Die internationalen Geldgeber wollen weiterhin rund zehn Milliarden Euro übernehmen. Davon entfallen neun Milliarden Euro auf den europäischen Rettungsschirm ESM und eine Milliarde Euro auf den Internationalen Währungsfonds (IWF). Die Euro-Finanzminister wollen sich bei einem Treffen in Dublin bis Samstag grundsätzlich über das Hilfspaket verständigen. Mitte der kommenden Woche soll der Deutsche Bundestag seine Zustimmung geben. Das erste Geld könnte im Mai fließen.

Bankenreform, Goldreserven, höhere Steuern

Zypern selbst muss nach den neuen Zahlen 13 Milliarden Euro aufbringen. Bisher war beschlossen worden, Bankguthaben von mehr als 100.000 Euro zu besteuern. Zudem soll der Bankensektor reformiert und die zweitgrößte Bank Laiki Bank abgewickelt werden. Allein von dieser Restrukturierung erhofft sich die zyprische Regierung Einnahmen von 10,6 Milliarden Euro. Als weiteren Beitrag will die Notenbank die Goldreserven des Landes anzapfen, was etwa 400 Millionen Euro bringen könnte. Durch höhere Unternehmenssteuern und eine Abgabe auf Kapitalgewinne sollen weitere 600 Millionen Euro zusammenkommen. Unterstellt werden ferner Privatisierungserlöse über mehrere Jahre von 1,4 Milliarden Euro.

Die zyprische Wirtschaft wird nach Schätzungen, die Basis für das Hilfsprogramm sind, 2013 um 8,7 Prozent und 2014 um 3,9 Prozent schrumpfen. 2015 ist dann wieder von einer Rückkehr zum Wachstum mit einem Plus von 1,1 Prozent die Rede und für 2016 von einem Zuwachs von 1,9 Prozent.

Zypern strebt für 2017 einen Primärüberschuss – das ist der Saldo des Staatshaushalts vor dem Schuldendienst – von 3 Prozent der Wirtschaftsleistung an und ab 2018 von 4 Prozent. Dieses Plus gilt als erforderlich, um die Schulden abzubauen.

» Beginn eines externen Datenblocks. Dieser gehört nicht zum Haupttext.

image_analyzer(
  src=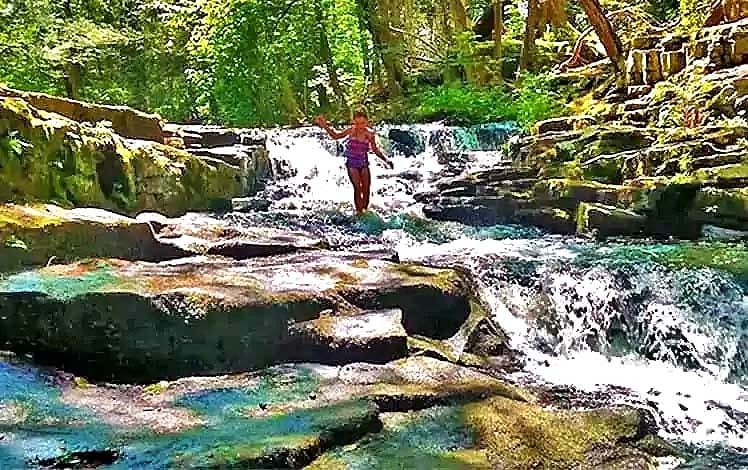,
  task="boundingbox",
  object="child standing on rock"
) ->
[314,111,393,214]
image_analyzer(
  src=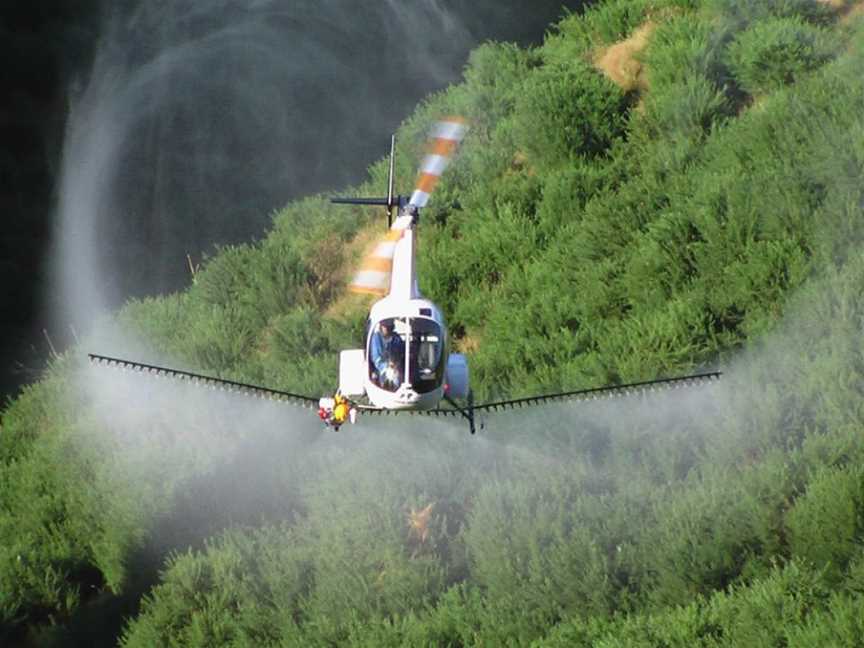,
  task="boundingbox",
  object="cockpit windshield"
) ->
[366,317,445,394]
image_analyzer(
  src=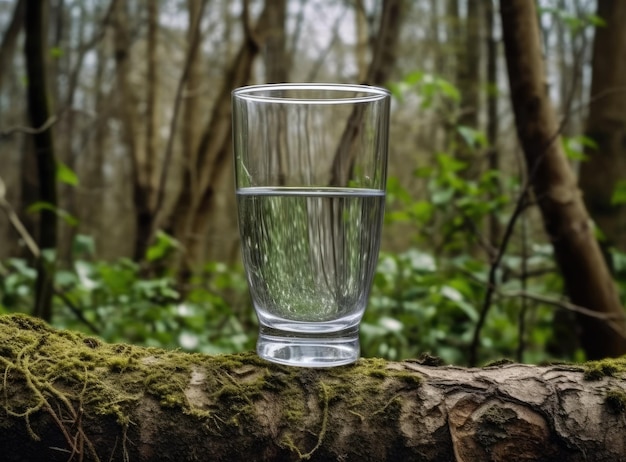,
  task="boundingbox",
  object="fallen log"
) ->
[0,315,626,462]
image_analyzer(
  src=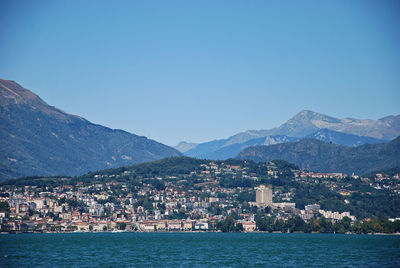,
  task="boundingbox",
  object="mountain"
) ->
[185,135,298,160]
[306,128,389,146]
[238,137,400,175]
[0,79,181,180]
[180,110,400,159]
[174,141,198,153]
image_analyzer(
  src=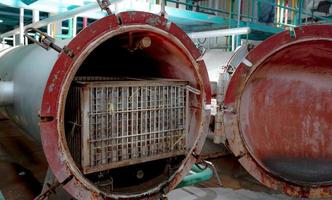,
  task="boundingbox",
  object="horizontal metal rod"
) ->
[188,27,251,39]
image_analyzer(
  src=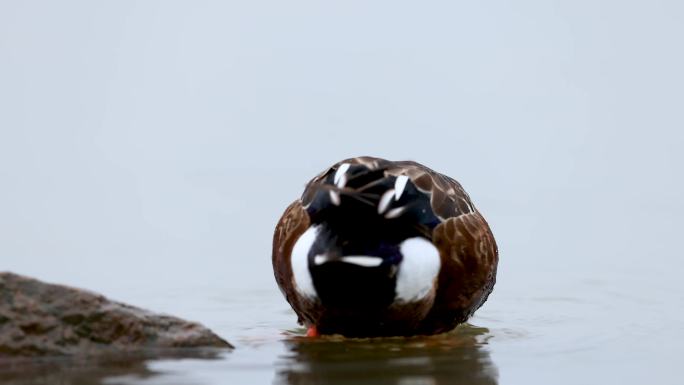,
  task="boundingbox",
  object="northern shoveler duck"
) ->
[273,157,499,337]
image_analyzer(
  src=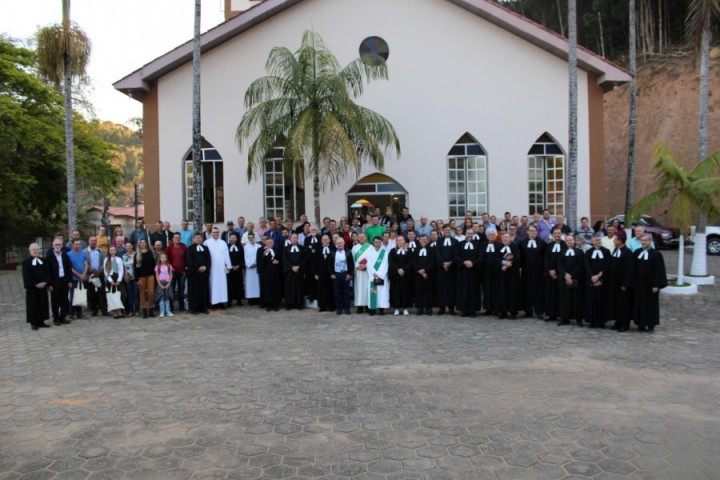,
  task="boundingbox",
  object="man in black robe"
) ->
[388,235,414,315]
[413,233,437,315]
[256,237,283,312]
[633,233,667,332]
[314,234,335,312]
[186,233,212,314]
[227,231,245,307]
[584,233,610,328]
[607,233,635,332]
[497,232,522,319]
[455,228,482,317]
[553,230,585,327]
[22,243,50,330]
[435,225,458,315]
[520,225,547,320]
[544,228,574,322]
[283,232,306,310]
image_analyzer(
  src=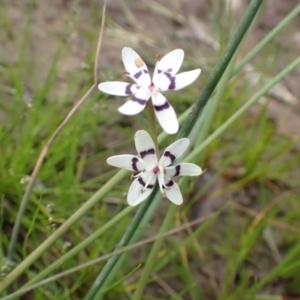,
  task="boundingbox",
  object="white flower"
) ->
[98,47,201,134]
[107,130,202,206]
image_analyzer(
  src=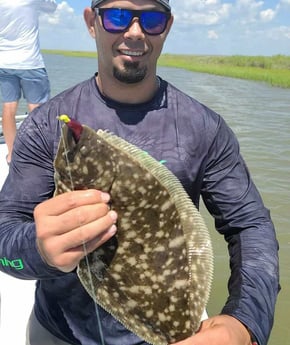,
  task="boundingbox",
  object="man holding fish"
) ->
[0,0,279,345]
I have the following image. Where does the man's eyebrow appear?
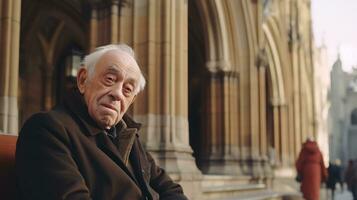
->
[107,64,138,85]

Zur Einnahmenstärkung sollen der Unternehmenssteuersatz auf 12,5 und der Steuersatz auf Zinseinkommen auf 30 Prozent steigen. Bei den Ausgaben sollen etwa eine Rentenreform, ein höheres Pensionsalter für Staatsdiener sowie Einschnitte beim Renteneintrittsalter und Kürzungen im Gesundheitssystem für Entlastung sorgen.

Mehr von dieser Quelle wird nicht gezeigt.